Diciamo che qui è entrata in gioco la mia doppia personalità. Se guardo l’intera faccenda con l’occhio del professionista d’azienda, delle logiche manageriali e del marketing, rispondo che il business ha le sue regole e valgono sia che produci componenti elettronici, shampoo per capelli o qualsiasi altro prodotto di largo consumo. In questo senso contano dati e valori collaudati e codificati, basati principalmente sui numeri. Se hai un prodotto interessante, un pubblico potenziale sufficientemente ampio e aggredibile puoi dire la tua, sennò... il romanzo rimane nel cassetto. Ecco, quest’ultimo passaggio del ragionamento, all’inizio, mi era indigesto. Nel senso che mi sforzavo di mantenere un contegno distaccato, mutuato dal mio background professionale, e di guardare all’editoria e alla mia personale avventura in questo mondo applicando questi criteri.

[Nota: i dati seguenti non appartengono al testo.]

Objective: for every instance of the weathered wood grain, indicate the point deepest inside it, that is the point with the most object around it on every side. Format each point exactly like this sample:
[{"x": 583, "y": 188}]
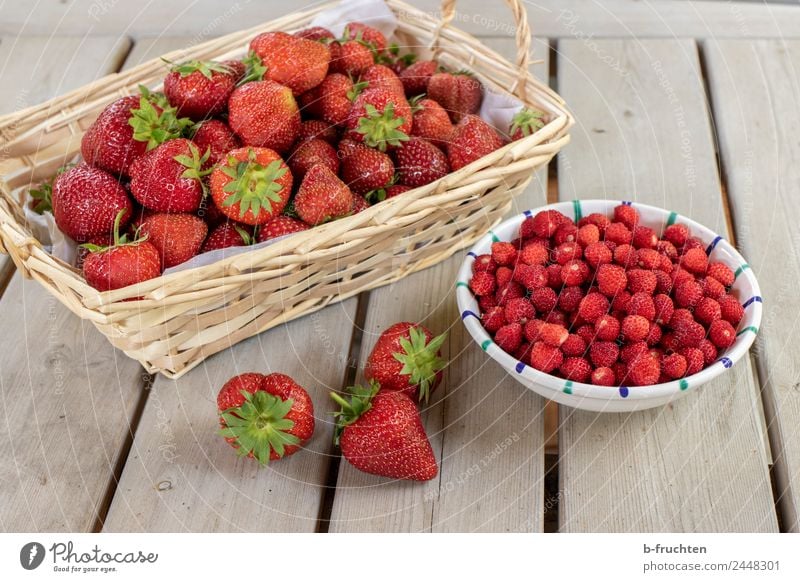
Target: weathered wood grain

Se le cose fossero andate male, mi dicevo, non dovevo rimanerci troppo male. È il mercato, in fondo.
Ma a vederla così, lo ammetto, non ci sono mai riuscito. Alla fine di tutti i miei bei ragionamenti, venivo sempre assalito dal dato più intimo, legato alla passione, al piacere di sognare, di immaginare un pubblico che rispondesse alla mia creatività. Una parte di me che se ne frega bellamente delle dinamiche aziendali e vorrebbe che su tutto svettasse il sentimento, il desiderio di far parte di un mondo straordinario, che ti permette di entrare nelle case e parlare con la gente attraverso i tuoi personaggi. Alla fine, ahimé, ha prevalso questo tipo di sguardo. Ricordo bene l’emozione di quando finalmente terminai la prima stesura del Paradosso di Napoleone, per non parlare del mio primo romanzo: la copertina, vederlo sugli scaffali delle librerie... L’aspetto romantico dell’editoria, dello scrivere e del fare libri, tutto sommato è ancora vivo.

Carlo F. De Filippis vive e lavora a Chieri, sulle colline torinesi. Salvatore Vivacqua, il commissario siciliano trapiantato sotto la Mole, è alla seconda indagine dopo Le molliche del commissario, romanzo uscito per Giunti.